Au-delà de cette base quasi-acquise, Emmanuel Macron semble par ailleurs encore disposer de réserves, notamment dans le groupe (pesant 7% du corps électoral) « d’indécis anti-système », que nous observions à l’état de formation lors des dernières mesures, et qui est maintenant nettement constitué : il n’hésite plus qu’entre Emmanuel Macron et Marine Le Pen.
Ce groupe, qui peut paraître atypique, illustre la polarisation – que l’on peine parfois à déceler dans les intentions de vote mais que l’on ressent bien sur le terrain – autour des candidats portant cette volonté de renouveler profondément le cadre politique dans le rejet des partis constitués… C’est sans doute ce groupe d’électeurs qui déterminera dans les semaines qui viennent celui qui sera en tête de Marine Le Pen ou d’Emmanuel Macron, et pèsera certainement également dans la dynamique de second tour.
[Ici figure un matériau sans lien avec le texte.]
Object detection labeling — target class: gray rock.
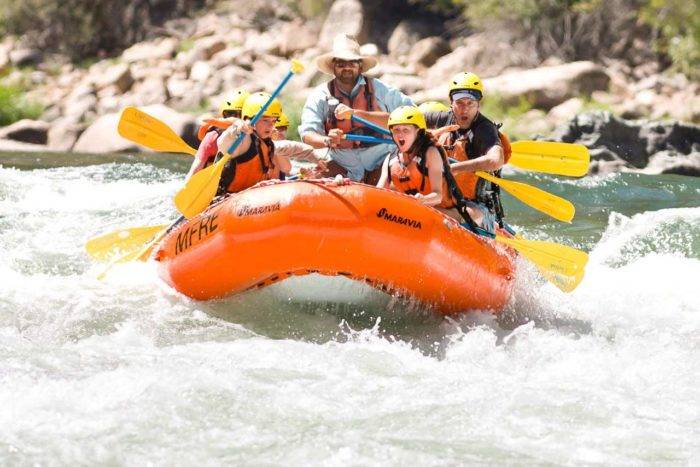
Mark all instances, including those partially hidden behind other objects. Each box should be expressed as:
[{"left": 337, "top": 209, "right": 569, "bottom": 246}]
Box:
[
  {"left": 63, "top": 94, "right": 98, "bottom": 123},
  {"left": 552, "top": 111, "right": 700, "bottom": 175},
  {"left": 319, "top": 0, "right": 365, "bottom": 46},
  {"left": 131, "top": 77, "right": 169, "bottom": 106},
  {"left": 0, "top": 119, "right": 50, "bottom": 145},
  {"left": 47, "top": 118, "right": 85, "bottom": 152},
  {"left": 409, "top": 37, "right": 451, "bottom": 69},
  {"left": 277, "top": 20, "right": 319, "bottom": 57},
  {"left": 73, "top": 104, "right": 198, "bottom": 153},
  {"left": 387, "top": 20, "right": 425, "bottom": 57},
  {"left": 9, "top": 48, "right": 42, "bottom": 67},
  {"left": 486, "top": 61, "right": 611, "bottom": 109},
  {"left": 93, "top": 63, "right": 134, "bottom": 93},
  {"left": 0, "top": 138, "right": 48, "bottom": 152},
  {"left": 121, "top": 38, "right": 178, "bottom": 63}
]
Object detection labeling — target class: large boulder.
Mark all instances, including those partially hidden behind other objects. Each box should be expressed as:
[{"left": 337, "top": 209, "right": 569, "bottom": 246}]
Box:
[
  {"left": 408, "top": 36, "right": 451, "bottom": 69},
  {"left": 0, "top": 138, "right": 48, "bottom": 152},
  {"left": 0, "top": 119, "right": 50, "bottom": 145},
  {"left": 47, "top": 118, "right": 85, "bottom": 152},
  {"left": 93, "top": 63, "right": 134, "bottom": 93},
  {"left": 485, "top": 61, "right": 611, "bottom": 109},
  {"left": 551, "top": 111, "right": 700, "bottom": 174},
  {"left": 121, "top": 38, "right": 178, "bottom": 63},
  {"left": 131, "top": 77, "right": 169, "bottom": 106},
  {"left": 641, "top": 151, "right": 700, "bottom": 176},
  {"left": 73, "top": 104, "right": 198, "bottom": 153},
  {"left": 424, "top": 32, "right": 537, "bottom": 86},
  {"left": 319, "top": 0, "right": 366, "bottom": 45},
  {"left": 277, "top": 20, "right": 320, "bottom": 57},
  {"left": 387, "top": 20, "right": 426, "bottom": 58}
]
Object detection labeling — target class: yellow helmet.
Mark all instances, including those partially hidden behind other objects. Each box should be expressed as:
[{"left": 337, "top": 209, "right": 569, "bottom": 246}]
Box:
[
  {"left": 275, "top": 111, "right": 290, "bottom": 128},
  {"left": 418, "top": 101, "right": 450, "bottom": 113},
  {"left": 448, "top": 71, "right": 484, "bottom": 101},
  {"left": 388, "top": 106, "right": 426, "bottom": 130},
  {"left": 241, "top": 92, "right": 282, "bottom": 120},
  {"left": 219, "top": 89, "right": 250, "bottom": 115}
]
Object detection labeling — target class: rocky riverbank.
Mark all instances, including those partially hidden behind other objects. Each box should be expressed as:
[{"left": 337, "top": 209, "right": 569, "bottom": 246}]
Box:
[{"left": 0, "top": 0, "right": 698, "bottom": 175}]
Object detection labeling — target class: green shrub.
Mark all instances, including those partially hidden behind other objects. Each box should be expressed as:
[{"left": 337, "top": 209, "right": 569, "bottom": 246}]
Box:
[
  {"left": 640, "top": 0, "right": 699, "bottom": 78},
  {"left": 0, "top": 0, "right": 210, "bottom": 60},
  {"left": 280, "top": 96, "right": 304, "bottom": 141},
  {"left": 0, "top": 85, "right": 43, "bottom": 126}
]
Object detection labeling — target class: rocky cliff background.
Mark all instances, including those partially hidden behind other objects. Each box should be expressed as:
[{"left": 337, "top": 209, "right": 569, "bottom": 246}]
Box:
[{"left": 0, "top": 0, "right": 698, "bottom": 175}]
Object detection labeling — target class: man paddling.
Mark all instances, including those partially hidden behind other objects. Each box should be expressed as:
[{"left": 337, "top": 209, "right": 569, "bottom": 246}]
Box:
[
  {"left": 423, "top": 71, "right": 512, "bottom": 230},
  {"left": 299, "top": 34, "right": 413, "bottom": 184}
]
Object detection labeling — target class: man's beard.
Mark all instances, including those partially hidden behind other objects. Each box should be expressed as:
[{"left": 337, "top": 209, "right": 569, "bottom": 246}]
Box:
[{"left": 336, "top": 70, "right": 359, "bottom": 86}]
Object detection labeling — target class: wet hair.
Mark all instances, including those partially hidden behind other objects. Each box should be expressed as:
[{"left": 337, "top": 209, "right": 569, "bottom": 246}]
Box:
[{"left": 406, "top": 128, "right": 436, "bottom": 157}]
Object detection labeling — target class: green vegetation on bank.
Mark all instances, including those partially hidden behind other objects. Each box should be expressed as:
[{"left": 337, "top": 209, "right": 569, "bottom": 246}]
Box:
[
  {"left": 280, "top": 96, "right": 304, "bottom": 141},
  {"left": 0, "top": 85, "right": 43, "bottom": 126},
  {"left": 441, "top": 0, "right": 698, "bottom": 78},
  {"left": 0, "top": 0, "right": 211, "bottom": 60}
]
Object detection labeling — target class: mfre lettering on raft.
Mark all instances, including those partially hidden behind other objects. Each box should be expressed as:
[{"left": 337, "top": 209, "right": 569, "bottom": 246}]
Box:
[
  {"left": 175, "top": 212, "right": 219, "bottom": 255},
  {"left": 376, "top": 208, "right": 422, "bottom": 229},
  {"left": 236, "top": 202, "right": 281, "bottom": 217}
]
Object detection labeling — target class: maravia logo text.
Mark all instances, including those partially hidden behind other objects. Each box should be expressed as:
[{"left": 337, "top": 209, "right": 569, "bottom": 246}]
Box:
[
  {"left": 376, "top": 208, "right": 422, "bottom": 229},
  {"left": 236, "top": 202, "right": 281, "bottom": 217}
]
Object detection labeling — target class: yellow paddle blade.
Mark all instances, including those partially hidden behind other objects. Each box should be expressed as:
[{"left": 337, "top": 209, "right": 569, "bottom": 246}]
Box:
[
  {"left": 290, "top": 59, "right": 305, "bottom": 74},
  {"left": 538, "top": 268, "right": 585, "bottom": 293},
  {"left": 476, "top": 171, "right": 575, "bottom": 223},
  {"left": 509, "top": 141, "right": 590, "bottom": 177},
  {"left": 173, "top": 154, "right": 229, "bottom": 218},
  {"left": 86, "top": 224, "right": 168, "bottom": 261},
  {"left": 495, "top": 235, "right": 588, "bottom": 292},
  {"left": 118, "top": 107, "right": 197, "bottom": 156},
  {"left": 96, "top": 227, "right": 170, "bottom": 280}
]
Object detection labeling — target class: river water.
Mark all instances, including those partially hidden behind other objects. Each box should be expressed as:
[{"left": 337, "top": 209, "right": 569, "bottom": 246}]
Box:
[{"left": 1, "top": 151, "right": 698, "bottom": 465}]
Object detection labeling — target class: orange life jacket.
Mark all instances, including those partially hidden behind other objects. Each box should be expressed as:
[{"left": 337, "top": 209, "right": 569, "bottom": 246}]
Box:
[
  {"left": 441, "top": 130, "right": 512, "bottom": 200},
  {"left": 388, "top": 150, "right": 455, "bottom": 209},
  {"left": 323, "top": 77, "right": 379, "bottom": 149},
  {"left": 197, "top": 118, "right": 233, "bottom": 141},
  {"left": 220, "top": 134, "right": 275, "bottom": 194}
]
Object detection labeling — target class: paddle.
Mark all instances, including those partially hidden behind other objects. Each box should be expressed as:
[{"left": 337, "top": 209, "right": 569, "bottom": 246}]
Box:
[
  {"left": 344, "top": 134, "right": 394, "bottom": 144},
  {"left": 475, "top": 171, "right": 575, "bottom": 223},
  {"left": 173, "top": 59, "right": 305, "bottom": 219},
  {"left": 86, "top": 224, "right": 169, "bottom": 261},
  {"left": 509, "top": 141, "right": 590, "bottom": 177},
  {"left": 350, "top": 114, "right": 392, "bottom": 136},
  {"left": 96, "top": 226, "right": 172, "bottom": 280},
  {"left": 493, "top": 234, "right": 588, "bottom": 292},
  {"left": 118, "top": 107, "right": 197, "bottom": 156}
]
– À droite, les choses paraissent encore pouvoir bouger, mais on note des dynamiques intéressantes : d’abord, le socle de François Fillon résiste, et augmente même un peu (13%, +2). Ensuite, un groupe d’indécis Marine Le Pen/François Fillon semble désormais constitué, ce qui n’était pas le cas lors de nos précédentes mesures. Il semble s’agir essentiellement d’électeurs très fortement tentés ou ayant basculé vers Marine Le Pen, mais qui peuvent envisager de revenir vers François Fillon à la faveur de sa stratégie de droitisation et de l’éloignement des affaires. On note d’ailleurs que le socle dur de Marine Le Pen, tout en restant fort, est le seul à s’affaisser (16% contre 19%), pris sous la double concurrence idéologique de François Fillon et anti-système d’Emmanuel Macron… Autrement dit : non seulement François Fillon semble parvenir à freiner les bascules des électeurs de droite vers le Front national, mais il ne semble plus impossible qu’il parvienne même à enclencher une pompe inverse : arracher, ou du moins faire hésiter, une frange d’électeurs qui avaient basculé vers le Front national.
Les intentions de vote bougent peu mais les mouvements et structures sous-jacents manifestement davantage… Il y a une logique à ce que les réponses des électeurs sur des probabilités de vote, qui leur laissent un choix plus large, fassent mieux apparaître ces mouvements que les intentions de vote, qui par construction forcent un peu les choix alors même que les électeurs sont encore très indécis et que leur choix ne s’est pas cristallisé. Nous continuerons à rendre compte de nos observations réalisés avec cet outil exclusif et innovant jusqu’au vote.